83 Tahun Silam Banjir Besar Melanda Martapura, 23 Jiwa Jadi Korban

0

Oleh : Iberahim

TERHITUNG sudah tiga minggu banjir melanda Provinsi Kalimantan Selatan di 11 Kabupaten/Kota dari  13 kabupaten/kota. Meski di sebagian wilayah sudah menyurut dan dalam masa pemulihan dan rehabilitasi pasca banjir.

NAMUN kekhawatiran dan keprihatinan masih menyelimuti warga provinsi yang menurut catatan  Wahana Lingkungan Hidup (Walhi) Indonesia Kalimantan Selatan 50 persen wilayahnya yang seluas 3,7 juta hektare  sudah dibebani izin tambang dan sawit.

Dimana 33 persen izin tambang dan 17 persen  izin perkebunan kelapa sawit. Belum termasuk izin HTI dan HPH. Ini yang menyebabkan Walhi Kalsel mengingatkan bahwa Kalsel dalam kondisi darurat ruang dan darurat bencana ekologis.

Salah satu kabupaten terparah yang dilanda banjir adalah Kabupaten Banjar. Kondisi terkini disebagian wilayahnya terutama disebagian kawasan Kota Martapura dan sekitar bantaran Sungai Martapura arah menuju sebelah Timur Kota Banjarmasin masih digenang air. Bantuan dari berbagai pihakpun masih mengalir ke kawasan tersebut.

Sebenarnya banjir besar yang saat ini melanda Kabupaten Banjar, pernah terjadi 83 tahun yang lalu tepatnya pada tahun 1937. Saat itu namanya masih Onderafdeeling Martapoera yang dikepalai oleh Controleur.
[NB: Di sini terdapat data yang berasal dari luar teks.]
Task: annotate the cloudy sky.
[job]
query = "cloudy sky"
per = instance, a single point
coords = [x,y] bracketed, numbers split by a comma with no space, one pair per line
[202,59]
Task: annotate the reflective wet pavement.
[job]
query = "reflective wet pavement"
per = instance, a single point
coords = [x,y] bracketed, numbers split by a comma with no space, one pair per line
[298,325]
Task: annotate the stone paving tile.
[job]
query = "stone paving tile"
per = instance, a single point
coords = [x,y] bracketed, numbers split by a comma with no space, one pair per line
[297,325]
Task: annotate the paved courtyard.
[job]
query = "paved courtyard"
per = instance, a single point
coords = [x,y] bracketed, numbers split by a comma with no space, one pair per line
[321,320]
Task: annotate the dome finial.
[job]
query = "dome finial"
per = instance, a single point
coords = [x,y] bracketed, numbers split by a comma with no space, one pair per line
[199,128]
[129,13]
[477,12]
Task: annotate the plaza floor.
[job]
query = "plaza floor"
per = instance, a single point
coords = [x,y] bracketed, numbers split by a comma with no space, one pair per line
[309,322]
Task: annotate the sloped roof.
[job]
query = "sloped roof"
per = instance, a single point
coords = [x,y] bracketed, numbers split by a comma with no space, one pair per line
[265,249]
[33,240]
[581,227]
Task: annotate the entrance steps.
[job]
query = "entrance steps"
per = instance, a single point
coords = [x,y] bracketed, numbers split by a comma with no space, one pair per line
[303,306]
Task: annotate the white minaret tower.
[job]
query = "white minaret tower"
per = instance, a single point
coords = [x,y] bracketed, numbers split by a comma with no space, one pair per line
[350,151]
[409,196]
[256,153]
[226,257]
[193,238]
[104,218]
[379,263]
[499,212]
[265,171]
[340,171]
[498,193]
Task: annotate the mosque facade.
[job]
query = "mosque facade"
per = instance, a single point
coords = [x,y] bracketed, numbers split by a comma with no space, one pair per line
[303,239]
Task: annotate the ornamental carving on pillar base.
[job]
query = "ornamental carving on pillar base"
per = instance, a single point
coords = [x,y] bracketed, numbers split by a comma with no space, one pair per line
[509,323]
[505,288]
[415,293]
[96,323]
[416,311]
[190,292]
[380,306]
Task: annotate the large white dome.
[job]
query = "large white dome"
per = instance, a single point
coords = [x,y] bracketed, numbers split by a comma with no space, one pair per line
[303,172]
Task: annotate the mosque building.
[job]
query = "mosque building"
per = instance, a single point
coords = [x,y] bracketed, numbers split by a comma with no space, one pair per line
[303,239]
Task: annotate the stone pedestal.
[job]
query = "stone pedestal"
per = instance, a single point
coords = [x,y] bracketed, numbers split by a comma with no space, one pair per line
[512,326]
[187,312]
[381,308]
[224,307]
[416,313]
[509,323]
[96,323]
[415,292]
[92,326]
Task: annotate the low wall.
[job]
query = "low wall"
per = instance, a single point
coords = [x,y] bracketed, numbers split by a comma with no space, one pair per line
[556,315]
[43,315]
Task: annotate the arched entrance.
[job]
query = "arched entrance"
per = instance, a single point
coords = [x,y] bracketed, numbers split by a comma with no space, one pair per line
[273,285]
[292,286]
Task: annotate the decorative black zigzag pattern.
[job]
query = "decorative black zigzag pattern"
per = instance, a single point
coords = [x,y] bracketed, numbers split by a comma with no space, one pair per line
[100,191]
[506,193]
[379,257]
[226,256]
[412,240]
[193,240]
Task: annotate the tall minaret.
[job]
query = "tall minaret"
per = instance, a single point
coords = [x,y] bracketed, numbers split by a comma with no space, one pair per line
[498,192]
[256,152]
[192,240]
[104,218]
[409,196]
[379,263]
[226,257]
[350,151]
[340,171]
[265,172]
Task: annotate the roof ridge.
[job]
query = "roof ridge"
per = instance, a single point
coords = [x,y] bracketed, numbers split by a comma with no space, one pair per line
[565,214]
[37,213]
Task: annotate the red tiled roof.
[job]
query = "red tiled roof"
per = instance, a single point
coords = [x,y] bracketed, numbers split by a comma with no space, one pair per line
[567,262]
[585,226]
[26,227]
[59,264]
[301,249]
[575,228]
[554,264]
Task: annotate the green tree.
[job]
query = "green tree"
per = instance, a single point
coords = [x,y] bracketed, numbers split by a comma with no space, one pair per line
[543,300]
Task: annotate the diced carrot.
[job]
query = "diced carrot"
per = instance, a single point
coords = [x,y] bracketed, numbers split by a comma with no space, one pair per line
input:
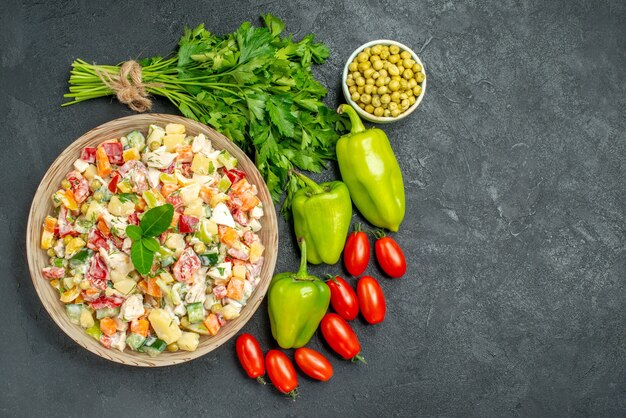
[206,193]
[185,154]
[228,236]
[153,288]
[212,324]
[49,224]
[103,227]
[102,162]
[69,201]
[235,288]
[248,200]
[108,326]
[140,326]
[167,189]
[241,186]
[144,286]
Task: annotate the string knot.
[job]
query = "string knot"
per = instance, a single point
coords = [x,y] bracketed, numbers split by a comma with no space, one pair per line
[128,86]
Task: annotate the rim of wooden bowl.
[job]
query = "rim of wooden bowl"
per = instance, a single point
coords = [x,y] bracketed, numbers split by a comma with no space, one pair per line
[42,206]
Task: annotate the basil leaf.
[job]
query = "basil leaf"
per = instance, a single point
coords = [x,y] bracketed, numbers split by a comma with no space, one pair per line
[151,244]
[134,232]
[141,257]
[157,220]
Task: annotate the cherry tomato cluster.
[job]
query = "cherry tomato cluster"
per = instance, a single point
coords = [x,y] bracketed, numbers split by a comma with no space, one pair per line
[368,299]
[279,367]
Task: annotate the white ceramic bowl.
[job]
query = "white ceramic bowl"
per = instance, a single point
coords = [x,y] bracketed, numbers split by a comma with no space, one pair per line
[363,113]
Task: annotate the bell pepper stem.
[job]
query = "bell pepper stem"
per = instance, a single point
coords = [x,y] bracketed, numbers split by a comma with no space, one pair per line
[316,188]
[355,120]
[302,271]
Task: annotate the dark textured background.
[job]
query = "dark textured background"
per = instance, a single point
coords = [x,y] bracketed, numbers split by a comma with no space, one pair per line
[514,303]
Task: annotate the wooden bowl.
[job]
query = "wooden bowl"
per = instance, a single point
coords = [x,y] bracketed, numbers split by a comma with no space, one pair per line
[38,259]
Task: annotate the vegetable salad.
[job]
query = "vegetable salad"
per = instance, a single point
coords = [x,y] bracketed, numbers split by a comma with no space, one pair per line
[204,266]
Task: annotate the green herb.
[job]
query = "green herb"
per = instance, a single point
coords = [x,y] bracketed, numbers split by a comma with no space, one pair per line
[154,223]
[253,85]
J. Wentholt sejak 11 September 1934.

BACA : Banjir Terus Mengintai, Pengamat Minta Pemkot Banjarmasin Siapkan Kebijakan Mikro dan Makro

Menurut Harian Arnhemsche Courant terbitan 08 Juli 1937 di halaman 3 memberitakan bahwa banjir besar  membawa bencana di Zuid Oost-Borneo atau Kalimantan Tenggara. Banjir yang terjadinya sangat mendadak ini telah menewaskan 23 orang. Jalan pos telah hancur di 10 titik. 150 rumah telah hanyut di enam kawasan.

Di Martapura sendiri di  kawasan pertokoannya airnya rata dengan pintu depan, ketinggian air 1 meter dimana-mana. Jembatan besi miring dan berbahaya. Begitu juga dengan landhoofd atau abutment (kepala jembatan yaitu bagian konstruksi bawah jembatan yang terdapat pada kedua ujung pilar-pilar jembatan yang berfungsi untuk mendukung atau memikul seluruh beban bangunan di atasnya) pada Jembatan Stamboel (Astambul) telah tersapu banjir.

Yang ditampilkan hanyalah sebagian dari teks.